You are probably right that they are tired of the "bomb-throwing network" thing. But isn't that a big screaming red flag to you? Do you really think the centre still exists, and they just want to serve that market? Because I think it's the opposite, we are dividing ourselves up into 2 camps which are fundamentally oppositional: in one camp, castrating teen boys is great and should be celebrated, and middle school children should definitely read books about oral sex between adults and children. In the other camp, children cannot change sex and nor should they be exposed to it in schools. I think that camp will grow over time, as the harms spread. If I am right, then Fox has decided it will turn down the customers in the second camp, then who are they aiming to serve? The crazy gender ideologues? They will never watch Fox.
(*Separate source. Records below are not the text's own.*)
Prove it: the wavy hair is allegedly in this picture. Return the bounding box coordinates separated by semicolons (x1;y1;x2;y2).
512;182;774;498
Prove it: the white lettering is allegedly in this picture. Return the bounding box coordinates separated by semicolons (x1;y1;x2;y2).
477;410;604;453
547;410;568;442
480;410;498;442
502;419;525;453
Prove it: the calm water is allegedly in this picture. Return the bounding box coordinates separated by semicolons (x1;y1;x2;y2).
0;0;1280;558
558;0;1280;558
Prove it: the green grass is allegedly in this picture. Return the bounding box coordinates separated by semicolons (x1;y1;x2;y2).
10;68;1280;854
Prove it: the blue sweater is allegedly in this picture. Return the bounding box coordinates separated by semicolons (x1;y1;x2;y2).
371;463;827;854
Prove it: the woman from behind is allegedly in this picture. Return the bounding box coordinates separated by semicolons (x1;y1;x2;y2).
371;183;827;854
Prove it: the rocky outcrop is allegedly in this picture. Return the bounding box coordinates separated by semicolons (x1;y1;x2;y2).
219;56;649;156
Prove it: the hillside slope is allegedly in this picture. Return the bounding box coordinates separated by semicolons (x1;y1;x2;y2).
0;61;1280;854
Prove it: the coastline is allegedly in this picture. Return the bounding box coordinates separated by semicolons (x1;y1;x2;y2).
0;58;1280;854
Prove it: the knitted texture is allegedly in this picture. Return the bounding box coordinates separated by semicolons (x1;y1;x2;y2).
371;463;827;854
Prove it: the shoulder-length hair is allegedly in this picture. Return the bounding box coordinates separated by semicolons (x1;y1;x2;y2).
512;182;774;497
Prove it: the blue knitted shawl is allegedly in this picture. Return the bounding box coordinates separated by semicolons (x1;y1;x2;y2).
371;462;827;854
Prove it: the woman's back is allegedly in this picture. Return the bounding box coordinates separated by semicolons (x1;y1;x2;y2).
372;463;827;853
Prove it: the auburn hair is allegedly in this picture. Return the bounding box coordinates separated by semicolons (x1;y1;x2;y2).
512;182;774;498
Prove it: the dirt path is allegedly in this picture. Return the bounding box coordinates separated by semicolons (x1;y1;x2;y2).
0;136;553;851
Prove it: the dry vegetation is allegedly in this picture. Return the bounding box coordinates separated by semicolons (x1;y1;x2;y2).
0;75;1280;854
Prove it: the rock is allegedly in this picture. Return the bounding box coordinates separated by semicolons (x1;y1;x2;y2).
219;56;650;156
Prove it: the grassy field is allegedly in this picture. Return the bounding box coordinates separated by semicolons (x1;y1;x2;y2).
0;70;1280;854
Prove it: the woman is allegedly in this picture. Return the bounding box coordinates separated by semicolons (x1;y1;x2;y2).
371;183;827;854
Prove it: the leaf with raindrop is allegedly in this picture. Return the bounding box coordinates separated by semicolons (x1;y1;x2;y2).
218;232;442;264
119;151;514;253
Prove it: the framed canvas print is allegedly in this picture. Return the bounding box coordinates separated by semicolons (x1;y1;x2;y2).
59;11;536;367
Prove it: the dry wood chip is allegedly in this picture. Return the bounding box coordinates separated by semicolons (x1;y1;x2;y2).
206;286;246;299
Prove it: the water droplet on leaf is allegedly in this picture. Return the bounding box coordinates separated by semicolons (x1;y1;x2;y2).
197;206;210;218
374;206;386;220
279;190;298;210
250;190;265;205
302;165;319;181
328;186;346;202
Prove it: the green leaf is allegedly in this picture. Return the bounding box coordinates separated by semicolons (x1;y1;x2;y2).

Also, there is not consensus on whether Tucker cost them money in that lawsuit, i've heard a lot of good reporting that indicates he was not the biggest problem they had on that front.
And finally, I do not want a corporation to "rein in" commentary, nor do I want journalists that allow themselves to be reined in. I want the opposite. Because I want to live in a world where children are not mutilated and poisoned and lied to, and that requires a lot of very plain, very blunt, very forceful language.
I agree with you about the split and the center being depopulated but I think that Fox is still firmly in your second camp. I don’t think Carlson’s coverage of the gender issue had anything to do with him being fired.
The only thing that I could imagine might turn Fox on the issue is lawsuits. I forget where their headquarters are located, but if it’s in a blue state and they have employees that come out as trans and sue, I suppose that could scare them away from the issue.
I don't think that the gender stuff got him fired, either. But the J6 tapes and the RFK stuff? And the Ukraine war stuff? (Especially in context of reporting that Rupert and Lachlan had a long chat with Zelensky recently?) Those probably did. Fundamentally, I'd rather the media corporations be beholden to their audiences rather than their boards, their governments, or whomever is pulling strings behind the scenes.